El borde del abanico flotaba a una distancia mínima de romperlo.
Donde el metal se cernía, un fuego frío florecía y su pulso respondía como un tambor bajo sus costillas.
Lo sentía en todas partes: primero en la concavidad de su garganta, luego como una rapidez bajo su mandíbula, un calor que descendía hasta su vientre y estrechaba el mundo.
Debería haberse echado hacia atrás.
Debería haber apartado su mano.
En cambio, sostuvo su mirada, atrapado en la trampa de esos ojos.
Gélidos.
Despiadados.
Y sin embargo ardiendo con algo que lo atraía más cerca, como una polilla dando vueltas alrededor de una llama peligrosa.
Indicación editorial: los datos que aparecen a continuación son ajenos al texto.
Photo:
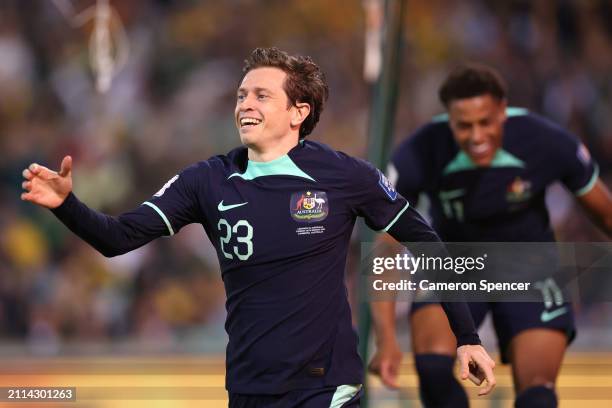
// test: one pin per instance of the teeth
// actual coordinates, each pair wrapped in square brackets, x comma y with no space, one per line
[480,148]
[249,121]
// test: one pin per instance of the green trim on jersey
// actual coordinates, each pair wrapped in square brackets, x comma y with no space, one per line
[343,394]
[161,214]
[589,186]
[514,111]
[462,162]
[399,214]
[283,166]
[510,112]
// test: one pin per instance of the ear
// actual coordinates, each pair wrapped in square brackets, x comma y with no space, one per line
[301,110]
[503,104]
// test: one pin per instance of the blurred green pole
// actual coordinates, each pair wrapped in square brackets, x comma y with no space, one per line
[380,136]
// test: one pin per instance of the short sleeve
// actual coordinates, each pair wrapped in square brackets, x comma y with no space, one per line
[406,170]
[177,202]
[374,198]
[578,171]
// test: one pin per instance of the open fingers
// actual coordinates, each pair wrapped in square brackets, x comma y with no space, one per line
[34,168]
[388,374]
[464,362]
[66,166]
[487,369]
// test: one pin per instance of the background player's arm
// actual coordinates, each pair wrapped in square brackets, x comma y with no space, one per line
[473,358]
[109,235]
[598,203]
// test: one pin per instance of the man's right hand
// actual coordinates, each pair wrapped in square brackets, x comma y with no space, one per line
[46,187]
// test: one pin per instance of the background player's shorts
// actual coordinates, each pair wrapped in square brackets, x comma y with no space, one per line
[511,318]
[344,396]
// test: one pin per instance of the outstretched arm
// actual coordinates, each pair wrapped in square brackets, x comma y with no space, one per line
[109,235]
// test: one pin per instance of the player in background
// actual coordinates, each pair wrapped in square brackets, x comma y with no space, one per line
[485,168]
[279,211]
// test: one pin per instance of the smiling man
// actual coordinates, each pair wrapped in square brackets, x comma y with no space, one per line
[279,211]
[485,169]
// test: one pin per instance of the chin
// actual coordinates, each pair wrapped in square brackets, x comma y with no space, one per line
[482,161]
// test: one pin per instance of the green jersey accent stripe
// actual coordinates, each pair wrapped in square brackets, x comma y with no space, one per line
[399,214]
[514,111]
[511,111]
[343,394]
[283,166]
[463,162]
[589,186]
[161,214]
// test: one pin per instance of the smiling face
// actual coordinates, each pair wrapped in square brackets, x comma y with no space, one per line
[264,116]
[477,124]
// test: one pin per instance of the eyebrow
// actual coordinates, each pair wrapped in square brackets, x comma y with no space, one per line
[256,90]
Había hambre allí, no solo por respuestas, y la verdad inquietante era…
que no estaba seguro si era de ella o suya.
—Quería matarlo —dijo Damian.
Lorraine presionó el abanico contra su rostro, justo donde corría la cicatriz de Leroy.
La hoja rozó su mejilla, fría e íntima.
Despidió a los eunucos con un movimiento de sus dedos.
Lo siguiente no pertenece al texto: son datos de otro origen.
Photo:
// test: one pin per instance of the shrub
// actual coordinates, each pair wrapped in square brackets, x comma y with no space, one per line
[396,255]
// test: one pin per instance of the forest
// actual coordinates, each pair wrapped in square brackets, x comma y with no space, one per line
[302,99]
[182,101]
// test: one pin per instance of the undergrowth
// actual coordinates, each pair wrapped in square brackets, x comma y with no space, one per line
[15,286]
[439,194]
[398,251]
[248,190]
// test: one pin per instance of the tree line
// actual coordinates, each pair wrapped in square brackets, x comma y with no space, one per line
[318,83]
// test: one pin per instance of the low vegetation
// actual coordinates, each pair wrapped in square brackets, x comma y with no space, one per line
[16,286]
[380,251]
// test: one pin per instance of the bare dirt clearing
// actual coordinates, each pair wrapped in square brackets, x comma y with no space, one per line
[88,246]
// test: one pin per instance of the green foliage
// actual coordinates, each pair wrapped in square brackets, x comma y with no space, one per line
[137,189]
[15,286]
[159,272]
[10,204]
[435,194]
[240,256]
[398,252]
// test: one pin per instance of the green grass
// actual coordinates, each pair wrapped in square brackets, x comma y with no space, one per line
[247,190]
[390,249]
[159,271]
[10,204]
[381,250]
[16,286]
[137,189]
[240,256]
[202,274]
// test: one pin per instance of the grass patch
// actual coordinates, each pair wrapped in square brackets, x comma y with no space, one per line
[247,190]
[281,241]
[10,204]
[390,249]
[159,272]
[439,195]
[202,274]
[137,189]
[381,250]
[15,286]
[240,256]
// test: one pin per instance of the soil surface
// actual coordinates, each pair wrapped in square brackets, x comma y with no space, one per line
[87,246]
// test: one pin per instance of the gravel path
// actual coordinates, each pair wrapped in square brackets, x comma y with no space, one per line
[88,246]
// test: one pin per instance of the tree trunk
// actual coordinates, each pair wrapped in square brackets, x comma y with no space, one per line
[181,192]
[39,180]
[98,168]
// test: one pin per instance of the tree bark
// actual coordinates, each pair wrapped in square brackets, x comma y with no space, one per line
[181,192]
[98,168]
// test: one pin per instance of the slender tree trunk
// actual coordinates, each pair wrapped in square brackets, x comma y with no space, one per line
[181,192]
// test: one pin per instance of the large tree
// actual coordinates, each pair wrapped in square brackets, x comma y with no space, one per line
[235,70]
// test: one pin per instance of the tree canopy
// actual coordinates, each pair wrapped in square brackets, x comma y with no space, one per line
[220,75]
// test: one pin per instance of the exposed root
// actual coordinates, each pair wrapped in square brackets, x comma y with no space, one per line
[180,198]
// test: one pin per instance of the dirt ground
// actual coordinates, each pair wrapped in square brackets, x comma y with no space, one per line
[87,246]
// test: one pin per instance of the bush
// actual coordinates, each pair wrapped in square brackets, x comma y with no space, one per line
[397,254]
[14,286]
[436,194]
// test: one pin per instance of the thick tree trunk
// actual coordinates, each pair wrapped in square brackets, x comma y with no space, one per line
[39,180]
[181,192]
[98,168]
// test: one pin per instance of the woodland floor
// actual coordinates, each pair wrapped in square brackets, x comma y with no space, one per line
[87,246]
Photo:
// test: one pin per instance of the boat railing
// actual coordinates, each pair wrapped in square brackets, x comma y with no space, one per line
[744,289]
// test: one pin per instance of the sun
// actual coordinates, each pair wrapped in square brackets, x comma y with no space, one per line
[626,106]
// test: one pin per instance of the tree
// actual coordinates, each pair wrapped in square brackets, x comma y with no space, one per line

Con las cabezas inclinadas, se retiraron, dejándolos solos en el aire cargado.
Damian no movió sus manos.
Su respiración se mantuvo uniforme, ojos vidriosos con algo casi febril mientras la miraba.
—¿Por mí?
—preguntó ella, bajando la hoja hasta su garganta, justo sobre su yugular pulsante.
Estando tan cerca, su aliento abanicaba contra sus labios.
Él no hizo ningún intento por apartarla.
Ella sabía que podía, sabía que podía hacerle daño, y sin embargo se quedó, bailando sobre el filo delgado entre el peligro y algo más que ninguno se atrevía a nombrar.
Un silencio sofocante se instaló.
El calor se entrelazaba en las extremidades de Damian.
Sus palmas se humedecieron; el frío de la hoja contra él era lo único que le impedía derretirse en el momento.
Era consciente de los pequeños ruidos que su cuerpo hacía, un sonido tragado, el enganche de la respiración, y de la absurda claridad del pensamiento: «Quiero matarlo».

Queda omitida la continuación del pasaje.